The illegal and unecessary war has alienated the other great nuclear
powers, Russia and China. These countries are now convinced that the
west cannot be trusted. NATO expansion eastward is seen as an aggressive
and hostile threat and will be answered by an increase in the nuclear
arsenal of both nations. After Kosovo who can with any conviction
convince them that NATO is purely a defensive alliance dedicated to
peace and to upholding the principles of the United Nations?
More seriously the NATO bombing has destroyed NATO's credibility. NATO
stood for more than just a powerful military organization. It stood for
peace; the rule of law, and democratic institutions. The bombing of
Yugoslavia threw all of that out the window.
No longer can NATO stand on the moral high ground. Its action in
Yugoslavia revealed it to be an aggressive military machine prepared to
ignore international law and intervene with deadly force in the internal
affairs of any state with whose actions or behaviour it does not agree.
5: Conclusions
There are those who believe that the long standing principle of state
sovereignty can be over ruled when human rights violations are taking
place in a country. Until Kosovo the ground rules for such intervention
called for Security Council authority before such action could be taken.

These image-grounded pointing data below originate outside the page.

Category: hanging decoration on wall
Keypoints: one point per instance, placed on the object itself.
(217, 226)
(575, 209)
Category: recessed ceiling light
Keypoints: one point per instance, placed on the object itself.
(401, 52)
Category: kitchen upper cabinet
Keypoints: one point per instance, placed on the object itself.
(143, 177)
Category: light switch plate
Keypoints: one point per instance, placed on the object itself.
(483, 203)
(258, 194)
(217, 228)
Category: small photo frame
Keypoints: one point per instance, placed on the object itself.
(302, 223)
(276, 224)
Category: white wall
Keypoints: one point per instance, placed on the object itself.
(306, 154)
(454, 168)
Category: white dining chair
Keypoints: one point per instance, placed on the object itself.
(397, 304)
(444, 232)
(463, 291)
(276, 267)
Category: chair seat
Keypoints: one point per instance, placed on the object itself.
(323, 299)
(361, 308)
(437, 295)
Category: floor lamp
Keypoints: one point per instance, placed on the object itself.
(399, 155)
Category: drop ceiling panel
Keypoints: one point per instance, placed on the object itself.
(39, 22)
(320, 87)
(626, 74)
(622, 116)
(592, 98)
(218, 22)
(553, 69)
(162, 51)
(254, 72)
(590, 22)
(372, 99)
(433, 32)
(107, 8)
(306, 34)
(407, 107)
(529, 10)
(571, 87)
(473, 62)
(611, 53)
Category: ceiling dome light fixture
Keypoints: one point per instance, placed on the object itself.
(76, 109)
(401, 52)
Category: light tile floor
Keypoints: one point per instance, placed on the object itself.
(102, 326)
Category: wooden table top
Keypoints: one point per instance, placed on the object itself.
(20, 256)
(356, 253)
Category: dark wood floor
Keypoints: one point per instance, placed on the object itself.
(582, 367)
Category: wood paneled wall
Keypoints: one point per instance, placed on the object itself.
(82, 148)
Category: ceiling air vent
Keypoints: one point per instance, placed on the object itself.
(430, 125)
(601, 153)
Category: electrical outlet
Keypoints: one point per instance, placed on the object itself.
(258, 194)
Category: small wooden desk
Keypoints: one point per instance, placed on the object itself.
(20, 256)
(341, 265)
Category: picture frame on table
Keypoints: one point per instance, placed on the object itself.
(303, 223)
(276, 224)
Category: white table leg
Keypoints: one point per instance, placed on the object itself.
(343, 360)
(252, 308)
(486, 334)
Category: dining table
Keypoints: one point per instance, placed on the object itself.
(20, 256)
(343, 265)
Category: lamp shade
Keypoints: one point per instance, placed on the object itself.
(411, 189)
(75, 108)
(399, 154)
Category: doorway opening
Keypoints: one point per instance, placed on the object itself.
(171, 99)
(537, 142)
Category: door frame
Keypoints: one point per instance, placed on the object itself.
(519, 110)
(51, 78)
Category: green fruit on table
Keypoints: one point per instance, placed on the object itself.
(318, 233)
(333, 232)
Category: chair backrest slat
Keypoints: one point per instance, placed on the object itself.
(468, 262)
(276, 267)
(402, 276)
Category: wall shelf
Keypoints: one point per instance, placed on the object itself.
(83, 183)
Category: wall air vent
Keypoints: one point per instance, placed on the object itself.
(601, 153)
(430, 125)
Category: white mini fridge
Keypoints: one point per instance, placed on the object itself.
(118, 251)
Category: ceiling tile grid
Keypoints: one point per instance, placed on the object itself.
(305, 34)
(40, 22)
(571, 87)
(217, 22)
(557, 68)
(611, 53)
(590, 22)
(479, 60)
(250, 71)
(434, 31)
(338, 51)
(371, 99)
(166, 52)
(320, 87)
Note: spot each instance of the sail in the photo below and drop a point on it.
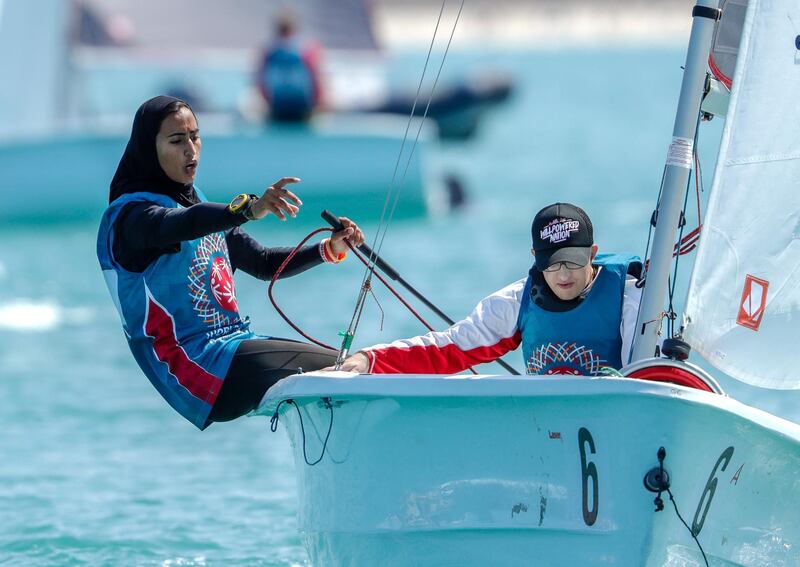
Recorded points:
(743, 308)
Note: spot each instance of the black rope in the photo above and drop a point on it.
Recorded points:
(273, 426)
(697, 541)
(671, 284)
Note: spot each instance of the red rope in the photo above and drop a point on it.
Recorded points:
(278, 274)
(363, 261)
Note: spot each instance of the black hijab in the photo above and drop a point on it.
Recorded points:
(139, 170)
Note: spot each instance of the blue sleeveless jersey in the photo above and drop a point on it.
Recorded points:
(288, 81)
(582, 340)
(179, 315)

Apologists for NATO argue that it was unlikely Security Council
authority could have been obtained because of the veto power of China or
Russia. So it would appear rather than even try to get consent NATO took
upon itself the powers of the Security Council. I am not sure we should
all be comfortable with this development.
Undoubtedly there may be times when such intervention is justified and
immediately Rwanda comes to mind -- but intervention for humanitarian
reasons is a dangerous concept. Because who is to decide when to take
such action and under whose authority? Hitler intervened in
Czechoslovakia because he claimed the human rights of the Sudeten
Germans were being violated. Those who advocate a change in the current
rules for intervention are free to do so but until the rules change
should we not all obey the ones that still have legitimacy?
NATO made a serious mistake in Kosovo. Its bombing campaign was not only
an unmitigated disaster but it changed fundamentally the very nature and
purposes of the alliance. Does article 1 of the NATO treaty still stand?
Does NATO still undertake to settle any international disputes in which
it may become involved by peaceful means? Do the NATO countries still
undertake to refrain in their international relations from the threat or
use of force in any manner inconsistent with the purposes of the united
nations?
Kosovo should serve as a warning call that Canadian democracy needs a
shot in the arm to wake it up to the realities that foreign policy is
important--important because as happened one day last march Canadians
can wake up and find they are at war. Canadian pilots were bombing
Serbia. yet there was no declaration of war. The Canadian parliament was
not consulted. The majority of the Canadian people had no idea where
Kosovo was -- let alone understand why our aircraft were bombing cities
in a fellow nation state that had been a staunch ally during two world
wars.
It was not only Yugoslav soverignty that was violated by NATO's illegal
action. Canadian sovereignty was also abused. Canada had become involved
in a war without any member of the Canadian parliament or the Canadian
people being consulted.the ultimate expression of a nation's sovereignty
is the right to declare war. NATO abrogated this right.
If it essential that we give up some of our sovereignty as the price we
pay for membership in global institutons such as NATO then it is
mandatory that such institutions follow their own rules, respect thrule
of law, and operate within the generally accepted framework of the
United Nations charter. This NATO did not do. It is for this reason I
would suggest your committee must ask some tough questions about the
nature of Canada's involvement in the Kosovo war.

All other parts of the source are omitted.